Ambulance drivers are pretty easy to recognize- they are those of us who ignore advances and "evidence-based" medicine in favor of anecdote, who do things "because that's the way they're done" or out of a desire to use skills for their own sake instead of patient outcomes. They're the people who withhold pain medication when it is indicated, who claim "we don't diagnose", who educate us with war stories and mantras. They are the people who bucket along with vocational educations and refuse to accept that we can offer and provide more. These people are the ones who shirk responsibility for their own careers by blaming our employers for low pay, long hours and poor treatment. They place responsibility for substandard care on their limited educations and scopes of practice and the protocols written for the lowest common denominator, yet are the first to claim credit for positive outcomes. Worst of all, they are the ones who accept that we cannot do something. Look on our social media sites- there are thousands of ambulance drivers there, arguing that they cannot provide good care, telling people to "suck up" abusive employment scenarios, or defending the virtues of noble ignorance. Most ambulance drivers are going to be insulted by this. 

Being a paramedic is not a certification level or an authorized skill list or even an education, it is a mindset. There are plenty of people I would readily call "paramedics" who wear white patches, and plenty of gold-patched ambulance drivers. What differentiates the two? The answer to that is multifaceted and is one of the reasons we are largely volunteers or paid far less than we would like. A paramedic is many things- they are responsible for patient care, they are responsible for the proper application of protocols, they are responsible for the operation of their ambulance. They are responsible, quite literally, for human life. With an eye toward that, those paramedics also realize that they are not educated to the mastery of all things, and continuously work to improve their practice, their knowledge base and (if they are great) their profession, on both a personal and a group level. This could mean college classes, professional expansion into other allied fields, or mentoring new providers. I am hesitant to extend this to "training", because that is a requirement that everyone should complete- I would say that participation in training only really matters if the students want to learn from it. Paramedics are those who seek "better" and actually work for it. On a personal level, I will advance an anecdote: I once spoke with a human-resources officer from a major EMS corporation on a flight. She told me that she evaluated candidates based on a number of factors, to include time as an EMT. When I expected to hear her speaking positively of 'street experience', she was actually very opposed to it. "If someone has been an EMT for a decade, I don't leap to experience. I think that they're lazy. I think that they're a professional ambulance driver uncomfortable with responsibility. I don't trust them with money, with medicine, and have to think hard about any job beyond driving an ambulance." As a new paramedic, this deeply influenced me- a hiring manager, a person of responsibility, trusted someone like me at 21 with a crisp new cert and little experience over an experienced EMT. 

It is not realistic to propose that we go to an all-paramedic model, nor will we.
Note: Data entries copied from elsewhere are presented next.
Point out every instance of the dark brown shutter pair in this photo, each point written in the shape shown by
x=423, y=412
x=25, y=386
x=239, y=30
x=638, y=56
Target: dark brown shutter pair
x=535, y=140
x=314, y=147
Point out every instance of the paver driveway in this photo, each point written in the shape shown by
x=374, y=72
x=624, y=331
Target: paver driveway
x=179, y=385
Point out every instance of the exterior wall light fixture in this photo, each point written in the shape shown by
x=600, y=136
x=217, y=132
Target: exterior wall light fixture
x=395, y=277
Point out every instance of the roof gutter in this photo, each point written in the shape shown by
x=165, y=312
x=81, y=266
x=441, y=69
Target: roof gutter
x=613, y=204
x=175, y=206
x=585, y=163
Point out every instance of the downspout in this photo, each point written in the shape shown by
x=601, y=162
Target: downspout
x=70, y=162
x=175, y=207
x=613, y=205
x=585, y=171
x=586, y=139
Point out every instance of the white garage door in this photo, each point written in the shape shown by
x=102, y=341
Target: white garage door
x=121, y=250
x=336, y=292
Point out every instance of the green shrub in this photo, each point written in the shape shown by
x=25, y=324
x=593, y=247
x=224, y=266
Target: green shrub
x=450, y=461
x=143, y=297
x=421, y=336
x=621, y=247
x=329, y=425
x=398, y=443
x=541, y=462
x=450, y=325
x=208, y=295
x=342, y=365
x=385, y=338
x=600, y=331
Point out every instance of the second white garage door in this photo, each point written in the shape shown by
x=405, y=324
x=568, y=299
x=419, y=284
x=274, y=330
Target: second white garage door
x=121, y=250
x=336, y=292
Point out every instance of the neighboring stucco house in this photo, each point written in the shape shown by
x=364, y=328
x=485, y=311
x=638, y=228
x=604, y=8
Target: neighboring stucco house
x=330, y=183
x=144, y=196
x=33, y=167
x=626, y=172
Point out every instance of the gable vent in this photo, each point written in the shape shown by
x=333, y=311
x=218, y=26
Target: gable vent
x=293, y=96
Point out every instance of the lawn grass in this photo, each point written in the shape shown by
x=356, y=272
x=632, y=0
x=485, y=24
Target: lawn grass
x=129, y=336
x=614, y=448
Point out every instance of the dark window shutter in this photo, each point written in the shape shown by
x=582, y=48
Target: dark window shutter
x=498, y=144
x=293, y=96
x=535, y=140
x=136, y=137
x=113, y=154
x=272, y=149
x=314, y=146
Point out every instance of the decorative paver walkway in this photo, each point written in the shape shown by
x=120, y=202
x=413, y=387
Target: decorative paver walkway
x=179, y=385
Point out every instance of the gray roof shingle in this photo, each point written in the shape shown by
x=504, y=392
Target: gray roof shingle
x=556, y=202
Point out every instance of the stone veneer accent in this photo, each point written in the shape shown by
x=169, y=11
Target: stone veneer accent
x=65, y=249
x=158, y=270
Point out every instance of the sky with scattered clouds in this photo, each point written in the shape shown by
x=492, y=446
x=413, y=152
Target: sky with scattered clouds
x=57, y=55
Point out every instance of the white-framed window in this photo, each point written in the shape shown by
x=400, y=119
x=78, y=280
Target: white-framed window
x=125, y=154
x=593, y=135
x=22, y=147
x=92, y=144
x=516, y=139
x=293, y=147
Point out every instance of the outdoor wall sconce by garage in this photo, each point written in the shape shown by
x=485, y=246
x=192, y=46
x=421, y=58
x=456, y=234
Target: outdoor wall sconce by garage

There will always be an entry-level into EMS, and it will functionally be an EMT or AEMT. With that being said, we should neither glorify that level or seperate it by title and job function. When our customers see us, they are not thinking "EMTs". They think of paramedics or ambulance drivers. Which one is something that we control with the services we offer. Those who offer basic services only are Ambulance Drivers. Those who treat their patients are Paramedics. Our customers have already made the differentiation. In the not-so-distant future, we are going to need to justify our financial existence. Those who think that our communities will continue to fund lavish lifestyles for fire departments, pay well for non-fire paramedics and pay for ambulances and their crews that offer what we do now are optimistic at best. In a future where we can realistically expect decreasing reimbursements, increasing costs and higher overall standards of care, there is very little place for those who want to do "what doctors do, but at 70mph" on a vocational education justified by anecdote and laying responsibility at someone else's door. We are going to become one of two things- literal medical transport or true professionals providing world-class medical care in the field with the ability to transport patients if needed. If we continue to revel as an industry in the noble ignorance of self-imposed limits, we are setting ourselves up to be a medical transport service with as much of the job security as our delivery drivers enjoy. Our scopes of practice will remain stagnant, our pay low and our workforce ignorant. If we want to avoid that fate, if we want to change our paradigm, we need to accept that increased educational standards, diversification of services offered and a more customer-oriented approach are going to be needed. 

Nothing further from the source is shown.